March 2016: President Obama’s trip to Cuba triggered some of the Cuban government’s most aggressive abuses against dissidents. Below, the mass arrests of dozens of Ladies in White, grabbed by the clothes and hair and beaten into submission, shortly before the president’s arrival. Adalberto Roque/AFP/Getty Images

March 2016: The oppression was not limited to Ladies in White. One Cuban dissident succeeded in using the occasion of President Obama’s visit to protest live on American television. Yasser Rivero Boní, the son of a Lady in White who has lost most of his vision following beatings by Castro police, ran onto the set of ESPN and interrupted Bob Ley’s live broadcast to call for freedom on the island. Within seconds, a sqaud of plain-clothes Cuban police apprehended and whisked him away. ESPN/Screencap.

March 2016: President Obama was not the only high-profile visitor to the island this month. The Rolling Stones, a British band that Fidel Castro had banned from the island for their “imperialist” music, played a “historic” concert for those in the government’s good graces that month.

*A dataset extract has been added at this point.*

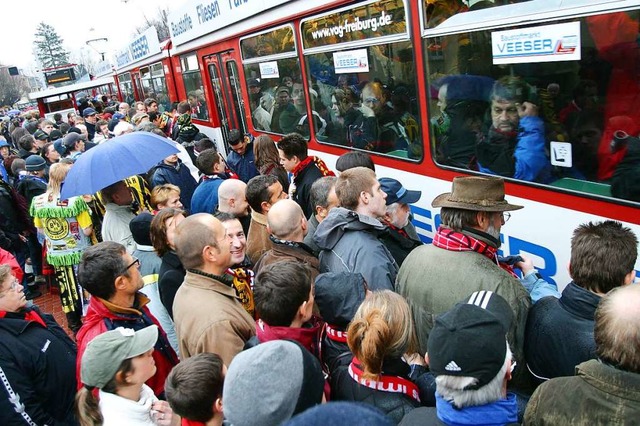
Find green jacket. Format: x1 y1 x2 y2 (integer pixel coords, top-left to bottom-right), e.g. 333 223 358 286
524 359 640 426
396 245 531 372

Naturally, this irked Cuba’s punk rock community, and in particular the band Porno para Ricardo, who writes punk music against the regime. In protest, they played a “concert” titled “Public Scandal,” in which they stood in silence, holding their instruments, for the duration of a concert. Porno Para Ricardo social media

March 2016: President Obama completed his itinerary in Cuba, delivering a speech in which he quoted poet José Martí, stopping for photo-ops under the image of Castro butcher Ernesto “Che” Guevara at the Plaza of the Revolution, and attending a baseball game with Raúl Castro. In the below image, the president does “the wave” with the Cuban dictator. White House/Pete Souza

August 2016: Cuban dissident Guillermo Fariñas is an award-winning pacifist human rights activists. In the below photo, he was conducting his 23rd hunger strike against the Castro regime. In this one, he also refused water. The below photo shows friendly trying to carry him to a local hospital after he had lost mobility. Cuban hospitals rejected Fariñas before ultimately taking him in as a patient, responding to international pressure. elblogdegeronimo.wordpress.com via Cubanet

May 2017: The Cuban dissident Daniel Llorente, who does not belong to any dissident groups, is carried away from the streets of Havana after receiving a beating from the plain-clothes Cuban police in the photo.

Llorente interrupted the Castro’s May Day parade – an international celebration of communism – by running in front of the parade waving an American flag. Llorente became an active dissident following the “normalization” announcement, using his American flag to welcome Carnival Cruises to Havana, where Cuban agents berated and insulted him. Llorente was placed in a mental institution following his act of defiance in May. AP Photo/Ramon Espinosa.